All / Originally Posted on Skirt

Cairo Nights

Baghat ‘Ali Street is one of my favorites during the day, a wide verdant and quiet avenue full of trees, climbing flower vines and stately old embassy houses set back from the road.  At night, though, much of it is so poorly lit it’s almost pitch black until a car comes along.  Some of the embassies have elegant globe lights gracing the tops of their fences, but other than that you’re literally whistling in the dark.  Good thing I bought my trusty flashlight yesterday.

Do not go gentle into that good night…

After some spaghetti arabiatta at Didos I came back down Baghat ‘Ali, enjoying the smell of night jasmine wafting over the fence of what might be the Yugoslavian embassy.  As I was walking, bless my soul, I felt a little coolness in my fingertips as the breeze touched them.  Is fall in the air?

Around 10:30 some REALLY LOUD music came blasting into my apartment, drowning out the air conditioner even.  I thought it was the neighbors having a party at first but I ran out on the balcony and it turned out to be coming from the floating boat restaurant across the Nile!

I’m pretty sure it was a wedding party.  It was too far away to make out the people with any real detail but I saw somebody in a big white dress and several women in matching red dresses, like bridesmaid’s dresses. 

The whole party was dancing on the boat dock encouraged by the DJ.  I took some video with my flimsy camera but it’s too far away to come out clearly, especially at night.  Part of me wishes I had a real camera with a big lens, but then I’d feel like I was in Rear Window.  Anyway, I could see everybody hopping around, men and women.  I could hear the intermittent zhaghareet of the women (click the term for instructions on how to do this yourself), and periodically the whole crowd whistled and cheered. 

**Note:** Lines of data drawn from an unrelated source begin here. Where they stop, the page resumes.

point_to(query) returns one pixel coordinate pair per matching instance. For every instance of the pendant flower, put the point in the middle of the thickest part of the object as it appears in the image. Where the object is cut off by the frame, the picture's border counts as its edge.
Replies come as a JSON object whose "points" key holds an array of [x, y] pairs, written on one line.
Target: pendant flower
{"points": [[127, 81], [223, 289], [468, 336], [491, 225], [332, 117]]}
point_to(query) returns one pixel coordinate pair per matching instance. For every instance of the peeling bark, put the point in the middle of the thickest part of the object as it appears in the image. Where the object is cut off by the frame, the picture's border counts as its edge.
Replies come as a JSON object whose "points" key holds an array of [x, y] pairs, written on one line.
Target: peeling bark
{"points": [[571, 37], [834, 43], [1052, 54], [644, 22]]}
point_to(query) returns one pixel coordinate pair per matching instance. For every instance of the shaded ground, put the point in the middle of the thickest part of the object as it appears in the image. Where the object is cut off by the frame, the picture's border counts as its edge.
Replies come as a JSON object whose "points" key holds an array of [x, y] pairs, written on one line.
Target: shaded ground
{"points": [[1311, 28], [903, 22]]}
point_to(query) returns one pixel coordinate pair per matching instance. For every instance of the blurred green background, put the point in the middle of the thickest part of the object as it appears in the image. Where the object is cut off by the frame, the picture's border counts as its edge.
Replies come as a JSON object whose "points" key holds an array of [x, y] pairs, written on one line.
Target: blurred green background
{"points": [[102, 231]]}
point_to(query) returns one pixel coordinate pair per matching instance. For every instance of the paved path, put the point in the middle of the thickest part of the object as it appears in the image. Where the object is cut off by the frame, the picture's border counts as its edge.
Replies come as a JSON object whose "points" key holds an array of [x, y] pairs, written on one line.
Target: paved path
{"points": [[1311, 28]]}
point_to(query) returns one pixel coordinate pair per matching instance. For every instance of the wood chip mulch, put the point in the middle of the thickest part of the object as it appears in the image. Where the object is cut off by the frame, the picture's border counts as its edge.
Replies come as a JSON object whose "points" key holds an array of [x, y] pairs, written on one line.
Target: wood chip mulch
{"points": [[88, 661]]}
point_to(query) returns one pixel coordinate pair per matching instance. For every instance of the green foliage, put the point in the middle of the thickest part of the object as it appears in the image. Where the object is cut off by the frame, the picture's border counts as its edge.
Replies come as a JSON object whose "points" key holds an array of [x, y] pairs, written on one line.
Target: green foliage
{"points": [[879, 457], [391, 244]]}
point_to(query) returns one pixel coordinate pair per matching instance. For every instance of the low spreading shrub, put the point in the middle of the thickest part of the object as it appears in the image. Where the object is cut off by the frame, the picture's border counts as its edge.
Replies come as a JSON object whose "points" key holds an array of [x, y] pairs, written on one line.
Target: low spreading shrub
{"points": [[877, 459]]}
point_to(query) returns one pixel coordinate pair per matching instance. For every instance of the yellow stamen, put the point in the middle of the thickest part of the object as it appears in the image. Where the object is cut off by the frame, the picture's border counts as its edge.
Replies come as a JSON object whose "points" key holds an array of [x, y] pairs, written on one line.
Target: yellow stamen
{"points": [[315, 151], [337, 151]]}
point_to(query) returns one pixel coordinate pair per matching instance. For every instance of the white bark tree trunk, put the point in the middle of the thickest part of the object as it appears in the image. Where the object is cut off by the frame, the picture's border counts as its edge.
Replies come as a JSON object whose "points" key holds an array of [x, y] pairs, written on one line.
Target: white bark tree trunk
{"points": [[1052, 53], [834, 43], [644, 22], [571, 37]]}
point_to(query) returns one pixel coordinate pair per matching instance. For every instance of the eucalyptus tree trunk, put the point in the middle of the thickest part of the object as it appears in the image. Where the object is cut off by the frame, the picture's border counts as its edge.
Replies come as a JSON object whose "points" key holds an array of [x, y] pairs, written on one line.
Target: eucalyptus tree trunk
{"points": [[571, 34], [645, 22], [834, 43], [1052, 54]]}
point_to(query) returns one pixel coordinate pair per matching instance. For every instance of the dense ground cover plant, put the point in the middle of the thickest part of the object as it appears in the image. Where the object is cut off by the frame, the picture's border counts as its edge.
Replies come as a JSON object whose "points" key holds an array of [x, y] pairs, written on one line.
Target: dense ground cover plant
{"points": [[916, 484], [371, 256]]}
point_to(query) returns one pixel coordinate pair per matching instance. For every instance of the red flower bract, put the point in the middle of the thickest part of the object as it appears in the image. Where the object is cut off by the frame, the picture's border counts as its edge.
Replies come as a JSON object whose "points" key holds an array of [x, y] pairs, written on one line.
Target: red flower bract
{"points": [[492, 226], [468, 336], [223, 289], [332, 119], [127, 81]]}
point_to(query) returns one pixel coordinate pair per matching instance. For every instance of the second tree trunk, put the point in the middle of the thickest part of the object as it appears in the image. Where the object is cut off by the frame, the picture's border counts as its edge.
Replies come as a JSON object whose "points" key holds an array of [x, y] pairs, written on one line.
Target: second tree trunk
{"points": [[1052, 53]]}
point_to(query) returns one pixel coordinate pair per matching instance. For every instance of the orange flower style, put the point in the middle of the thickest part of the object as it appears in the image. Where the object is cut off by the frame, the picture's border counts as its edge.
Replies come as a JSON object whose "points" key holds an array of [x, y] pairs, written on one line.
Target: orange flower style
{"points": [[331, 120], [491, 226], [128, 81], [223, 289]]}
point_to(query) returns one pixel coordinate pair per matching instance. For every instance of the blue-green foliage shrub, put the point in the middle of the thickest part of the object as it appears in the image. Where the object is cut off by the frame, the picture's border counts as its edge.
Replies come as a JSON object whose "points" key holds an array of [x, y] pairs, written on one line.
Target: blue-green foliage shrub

Behind the party across the road from where they were in Mohandiseen I could see people all piled on top of something – a car? the roof of a kiosk? – trying to peer over the trees and fencing around the restaurant to see the party.   On my side of the Nile a group of young men were lounging against a railing for a time, watching the party and even getting up enough spirit to contribute a few dance moves themselves before sauntering off, tomcat-like, to lounge someplace with more girls walking by.  (That’s a classic example of the kind of thing I’m not allowed to say in my PhD: I can’t actually say that they were looking for girls unless I know for a fact that this was the case.  They could potentially just have been standing there because they like watching the guards at the HSBC bank across the street, or maybe they were performing the time-honored tradition of spitting off the bridge into the water.  But they were boys, and they were loitering by the side of the road, and frankly that’s enough evidence for me!) 

I stood on my balcony for a while watching the festivities, enjoying it partly for the party atmosphere being pumped across the water and partly because THAT’S MY RESEARCH!!  They’re doing it!  Surprisingly I didn’t see anyone in the other apartment buildings nearby out watching the party, though I know the music was loud enough to attract their notice and I have a fairly wide panorama of the nearby buildings.  Deciding I wasn’t in danger of being observed I shimmied around a little myself, enjoying the music.

Unfortunately the boat was a little too far off to really make out the whole scene clearly for serious research-observation purposes but it was still an exciting sight.  (And how awesome would it be if I could get my PhD by sitting on the balcony and taking notes?!  I’m in!)  Around 12:30 the loud music turned off and they all went inside, but I’ve no doubt they were rollicking the boat until well into the small hours. 

Tonight I’m meeting a Scottish belly dancer friend who works here on one of the dinner-and-a-show-boats.  The boat docks just before midnight so we’re planning to meet up around 12:30 at the Cairo Jazz Club.  After a year of having an 11:30 PM curfew because I worked in a residence hall at Exeter, the adjustment to all this late-night socializing is proving to be a challenge.  I wonder what new dancing adventures there are in store this evening!